Vorig jaar hadden de mannen een zeer geslaagde feesteditie achter de rug en dit jaar kondigde de dag zich alweer leuk aan. Alweer 8 bands verdeeld over de grote en de kleine tent, enfin, iedereen die er al is geweest weet hoe het werkt natuurlijk. Deze acht kwamen zich voegen bij de meer dan 100 bands die de organisatie sinds 2002 had mogen ontvangen.

Het weer was niet echt schitterend, regen en nog eens regen, een mens zou er moedeloos van worden. Gelukkig doet muziek veel en in de loop van de vroege namiddag trokken de regenwolken weg en kwam te zon tevoorschijn. Ons humeur verbeterde met de muziek.

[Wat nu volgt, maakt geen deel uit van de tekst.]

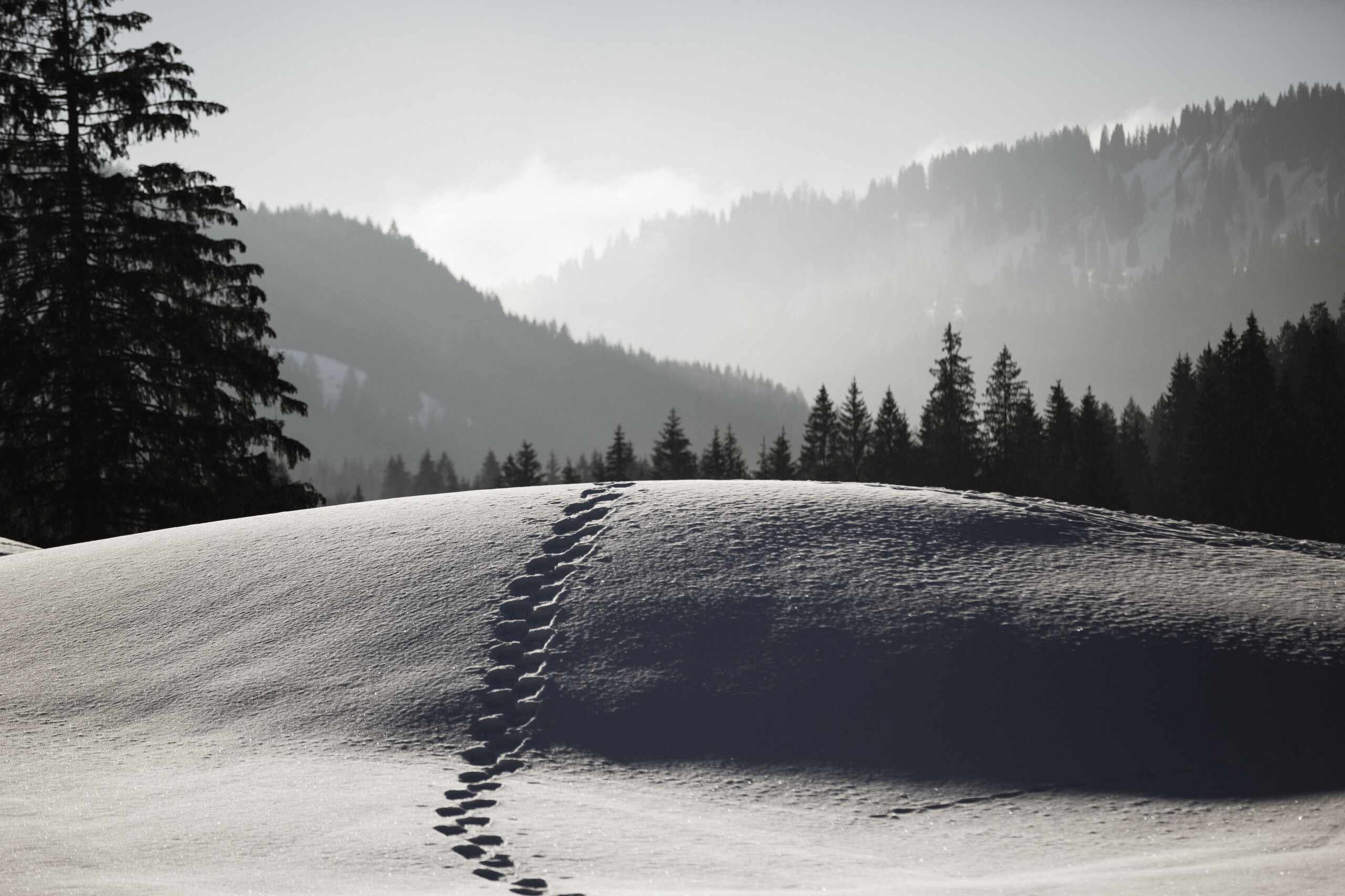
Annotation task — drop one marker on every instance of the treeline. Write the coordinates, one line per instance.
(1248, 435)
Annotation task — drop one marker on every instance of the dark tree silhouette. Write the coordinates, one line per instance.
(673, 455)
(521, 468)
(891, 456)
(820, 456)
(619, 459)
(132, 346)
(735, 467)
(856, 430)
(775, 462)
(949, 432)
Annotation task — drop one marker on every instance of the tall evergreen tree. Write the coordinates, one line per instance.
(1062, 454)
(619, 459)
(132, 346)
(777, 462)
(1312, 385)
(1096, 478)
(1171, 423)
(891, 456)
(673, 455)
(712, 459)
(489, 475)
(1010, 430)
(949, 431)
(854, 432)
(821, 452)
(522, 468)
(447, 474)
(397, 481)
(735, 466)
(1137, 470)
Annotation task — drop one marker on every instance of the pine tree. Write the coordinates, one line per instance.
(712, 459)
(1098, 477)
(1060, 455)
(891, 459)
(1137, 471)
(854, 432)
(1171, 424)
(735, 467)
(619, 459)
(673, 455)
(489, 475)
(820, 456)
(397, 482)
(521, 468)
(132, 346)
(428, 480)
(949, 431)
(777, 463)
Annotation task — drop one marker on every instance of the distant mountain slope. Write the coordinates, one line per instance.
(396, 354)
(1094, 264)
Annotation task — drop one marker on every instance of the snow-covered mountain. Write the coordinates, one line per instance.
(1095, 264)
(396, 354)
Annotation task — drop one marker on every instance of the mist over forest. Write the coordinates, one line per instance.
(1096, 263)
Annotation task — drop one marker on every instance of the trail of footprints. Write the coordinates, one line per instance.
(515, 685)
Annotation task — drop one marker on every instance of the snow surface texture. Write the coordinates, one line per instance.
(11, 547)
(674, 688)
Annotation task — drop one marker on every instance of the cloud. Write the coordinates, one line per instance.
(537, 220)
(1137, 118)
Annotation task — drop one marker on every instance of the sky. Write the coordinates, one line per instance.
(509, 138)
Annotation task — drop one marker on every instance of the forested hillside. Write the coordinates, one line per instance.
(396, 354)
(1098, 262)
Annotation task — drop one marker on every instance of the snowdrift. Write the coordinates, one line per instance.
(919, 631)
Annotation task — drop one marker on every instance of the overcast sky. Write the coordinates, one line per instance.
(510, 136)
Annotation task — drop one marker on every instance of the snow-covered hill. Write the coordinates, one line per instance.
(677, 686)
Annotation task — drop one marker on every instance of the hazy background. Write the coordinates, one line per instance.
(509, 138)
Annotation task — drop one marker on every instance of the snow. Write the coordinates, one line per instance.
(748, 686)
(11, 547)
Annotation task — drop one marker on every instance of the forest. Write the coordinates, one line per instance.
(1246, 435)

Na het begroeten van de vele vrienden, waarvan we er sommigen in een tijdje niet meer had gezien, en het nuttigen van een frisse Duvel of waren het er twee? (tja, wat dacht je?), waren we er helemaal klaar voor.

Starten deden we in de grote tent met de lokale helden van Barrel Aged Moonshine. Ik was al goed bekend met de muziek van deze sympathieke gasten en had ze onlangs in Aartselaar op de eerste editie van Blues Zuidrand, een puike prestatie weten neerzetten. Deze achtkoppige formatie swingt als de beesten en laveert moeiteloos tussen de pure blues, old style rock ’n roll en een streepje jazz. Ideaal om de dag te beginnen dus.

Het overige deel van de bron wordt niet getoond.